JaidedAI / EasyOCR

Ready-to-use OCR with 80+ supported languages and all popular writing scripts including Latin, Chinese, Arabic, Devanagari, Cyrillic and etc.
https://www.jaided.ai
Apache License 2.0
23.76k stars 3.11k forks source link

Not been able to run easyocr in spark udf #764

Open patilauminfi opened 2 years ago

patilauminfi commented 2 years ago

Hi, I am trying to run the easyocr in spark udf function. (Actually there is also another pandas apply function in that udf function). When i run the script I get following error.

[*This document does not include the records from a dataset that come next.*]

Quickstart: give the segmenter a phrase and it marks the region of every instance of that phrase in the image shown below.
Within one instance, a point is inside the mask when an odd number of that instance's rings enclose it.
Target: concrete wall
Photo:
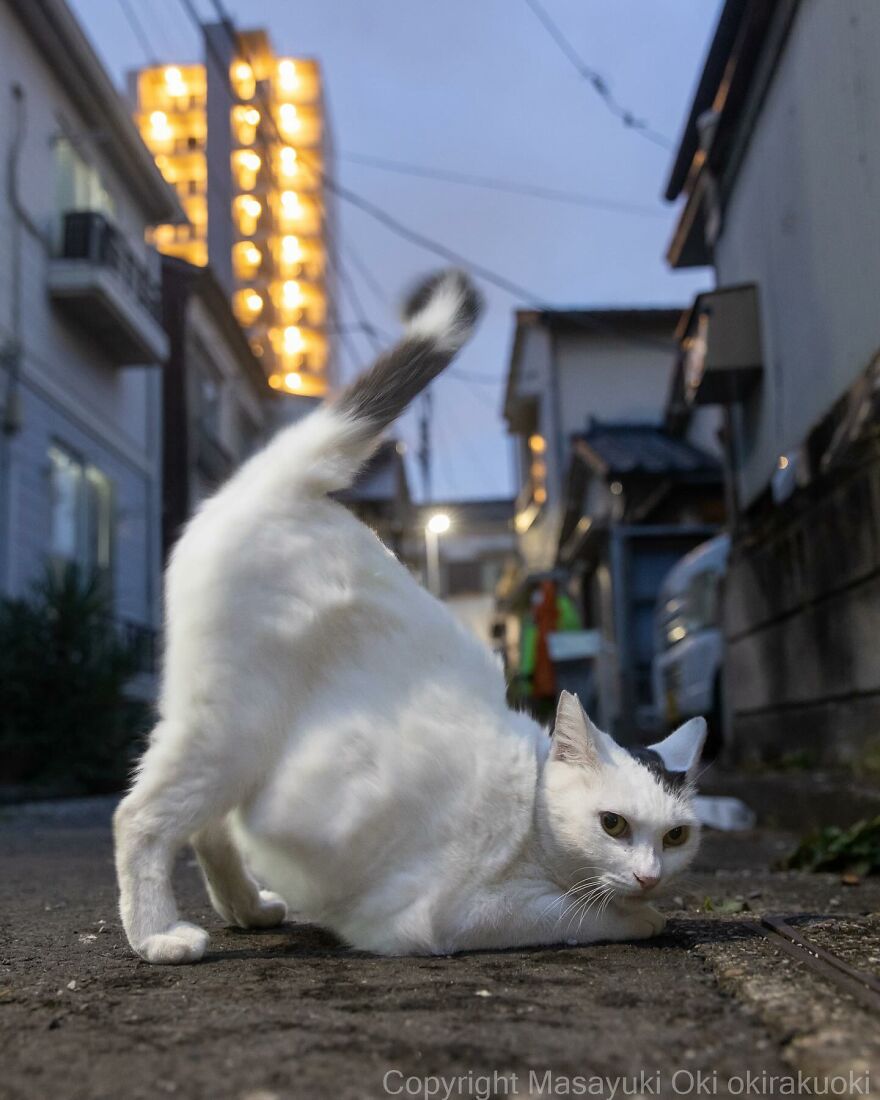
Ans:
[[[55,146],[62,134],[100,171],[114,220],[145,261],[144,217],[124,180],[102,153],[31,40],[0,4],[0,148],[13,136],[11,88],[25,91],[22,201],[42,239],[22,231],[20,270],[13,266],[15,215],[0,191],[0,343],[9,337],[13,280],[22,291],[22,427],[9,459],[8,529],[13,533],[0,590],[22,592],[41,569],[48,523],[46,449],[54,441],[94,463],[114,482],[118,505],[116,599],[119,614],[155,624],[159,615],[160,384],[156,368],[120,370],[100,345],[54,310],[47,294],[59,215]],[[5,173],[4,173],[5,180]],[[0,380],[5,381],[0,370]],[[0,530],[3,525],[0,524]]]
[[[739,760],[855,761],[880,744],[880,460],[734,545],[727,690]]]
[[[734,183],[720,285],[755,282],[764,382],[743,505],[880,346],[880,4],[803,0]]]

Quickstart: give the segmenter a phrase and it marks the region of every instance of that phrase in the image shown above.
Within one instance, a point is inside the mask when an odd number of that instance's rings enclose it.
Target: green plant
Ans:
[[[146,720],[125,692],[136,668],[97,577],[50,569],[0,601],[0,782],[119,790]]]
[[[802,871],[880,874],[880,815],[849,829],[829,826],[802,841],[784,862]]]

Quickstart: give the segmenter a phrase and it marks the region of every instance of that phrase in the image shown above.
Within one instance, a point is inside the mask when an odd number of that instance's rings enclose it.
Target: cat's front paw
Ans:
[[[635,929],[633,939],[648,940],[651,936],[659,936],[666,927],[666,917],[653,905],[640,905],[630,915],[630,921]]]
[[[198,962],[207,946],[208,933],[204,928],[181,920],[172,924],[167,932],[147,936],[137,953],[148,963],[179,966],[181,963]]]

Caused by: org.apache.spark.api.python.PythonException: Traceback (most recent call last):
  File "/tmp/ipykernel_4537/530021952.py", line 107, in get_parsed_output
  File "/home/centos/.local/lib/python3.8/site-packages/pandas/core/frame.py", line 8839, in apply
    return op.apply().__finalize__(self, method="apply")
  File "/home/centos/.local/lib/python3.8/site-packages/pandas/core/apply.py", line 727, in apply
    return self.apply_standard()
  File "/home/centos/.local/lib/python3.8/site-packages/pandas/core/apply.py", line 851, in apply_standard
    results, res_index = self.apply_series_generator()
  File "/home/centos/.local/lib/python3.8/site-packages/pandas/core/apply.py", line 871, in apply_series_generator
    results[i] = results[i].copy(deep=False)
  File "/home/centos/.local/lib/python3.8/site-packages/pandas/core/apply.py", line 138, in f
    return func(x, *args, **kwargs)
  File "/tmp/ipykernel_4537/1144331222.py", line 32, in crop_save
  File "/home/centos/.local/lib/python3.8/site-packages/easyocr/easyocr.py", line 400, in readtext
    result = self.recognize(img_cv_grey, horizontal_list, free_list,\
  File "/home/centos/.local/lib/python3.8/site-packages/easyocr/easyocr.py", line 330, in recognize
    result0 = get_text(self.character, imgH, int(max_width), self.recognizer, self.converter, image_list,\
  File "/home/centos/.local/lib/python3.8/site-packages/easyocr/recognition.py", line 206, in get_text
    result1 = recognizer_predict(recognizer, converter, test_loader,batch_max_length,\
  File "/home/centos/.local/lib/python3.8/site-packages/easyocr/recognition.py", line 101, in recognizer_predict
    model.eval()
  File "/home/centos/.local/lib/python3.8/site-packages/torch/nn/modules/module.py", line 1751, in eval
    return self.train(False)
  File "/home/centos/.local/lib/python3.8/site-packages/torch/nn/modules/module.py", line 1732, in train
    module.train(mode)
  File "/home/centos/.local/lib/python3.8/site-packages/torch/nn/modules/module.py", line 1732, in train
    module.train(mode)
  File "/home/centos/.local/lib/python3.8/site-packages/torch/nn/modules/module.py", line 1732, in train
    module.train(mode)
  [Previous line repeated 1 more time]
  File "/home/centos/.local/lib/python3.8/site-packages/torch/nn/modules/module.py", line 1731, in train
    for module in self.children():
  File "/home/centos/.local/lib/python3.8/site-packages/torch/nn/modules/module.py", line 1618, in children
    for name, module in self.named_children():
  File "/home/centos/.local/lib/python3.8/site-packages/torch/nn/modules/module.py", line 1636, in named_children
    for name, module in self._modules.items():
  File "/home/centos/.local/lib/python3.8/site-packages/torch/nn/modules/module.py", line 1185, in __getattr__
    raise AttributeError("'{}' object has no attribute '{}'".format(
AttributeError: 'LinearPackedParams' object has no attribute '_modules'

I am using Centos 7 Python 3.8 torch version - 1.11.0+cu102 torchvision version - 0.12.0+cu102

Can anyone pls help?

s39674 commented 2 years ago

Hi @patilauminfi Do you have any reproducing code that I can run?

patilauminfi commented 2 years ago

Hi @s39674 When I run following function in spark udf function it throws this error:

import easyocr
from io import BytesIO
reader = easyocr.Reader(['en'])

def crop_save(img):

    txt=reader.readtext(img)
    return txt

You can take following file for reference.

U05A11P10 pdf_12_13 `

zba18 commented 2 years ago

I get the same error

kristenfed commented 1 year ago

Hi @patilauminfi I recently faced the same problem. Only when i set parameter quantize=False for Reader, it worked for me.